L'insistance mise sur le capital déplace l'accent
des indicateurs des mesures traditionnelles de l'activité
économique actuelle, comme le produit intérieur
brut, vers des mesures de la portée et de l'utilisation
des biens nécessaires pour permettre la poursuite
de l'activité économique. Autrement dit, elle
met l'accent non pas sur notre niveau de développement,
mais sur les facteurs nécessaires pour faire durer
ce développement. Les groupes de concertation sont
encouragés à rechercher des indicateurs qui
mesurent ces facteurs (c.-à-d. le capital) d'un point
de vue quantitatif et qualitatif.
Directive C2 - Les indicateurs
doivent respecter les catégories de capital définies
dans le cadre conceptuel des IDDE ainsi que le mandat individuel
confié à chacun des groupes de concertation.
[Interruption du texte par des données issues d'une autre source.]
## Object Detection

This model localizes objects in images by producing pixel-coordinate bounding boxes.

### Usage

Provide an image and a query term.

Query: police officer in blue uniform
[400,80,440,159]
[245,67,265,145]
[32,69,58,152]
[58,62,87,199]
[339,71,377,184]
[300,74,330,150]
On a toujours surtout pensé au capital en fonction
de biens produits que l'on peut acheter ou vendre pour utilisation
dans des processus de production. La machinerie, l'équipement,
les immeubles et les infrastructures sont autant d'exemples
de ce type de capital.
Le cadre conceptuel qui sous-tend l'Initiative sur les
IDDE exige une interprétation beaucoup plus large
de la notion de capital. Il doit comprendre tous les éléments
de l'économie humaine et de la nature qui fournissent
des flux de matériel ou de services à l'activité
économique et qui sont durables, c'est-à-dire
qu'ils ne sont pas consommés par le processus de
production. Ce concept englobe les formes de capital traditionnelles
mentionnées plus haut, plus le capital humain que
constitue la main-d'uvre et le capital naturel qui
se trouve dans notre environnement.
On peut décrire le concept de capital humain comme
la capacité, tant innée que dérivée
ou accumulée, contenue dans la population et qui
lui permet d'effectuer un travail productif avec d'autres
formes de capital en vue de soutenir la production économique.
Ce concept va plus loin que la définition traditionnelle
de capital humain, qui s'appliquait uniquement à
l'éducation de la main-d'uvre. Le capital naturel
se divise en trois grandes catégories : les stocks
de ressources naturelles, les terres et les systèmes
environnementaux (ou écosystèmes). Toutes
trois sont considérées essentielles à
la durabilité à long terme de l'économie.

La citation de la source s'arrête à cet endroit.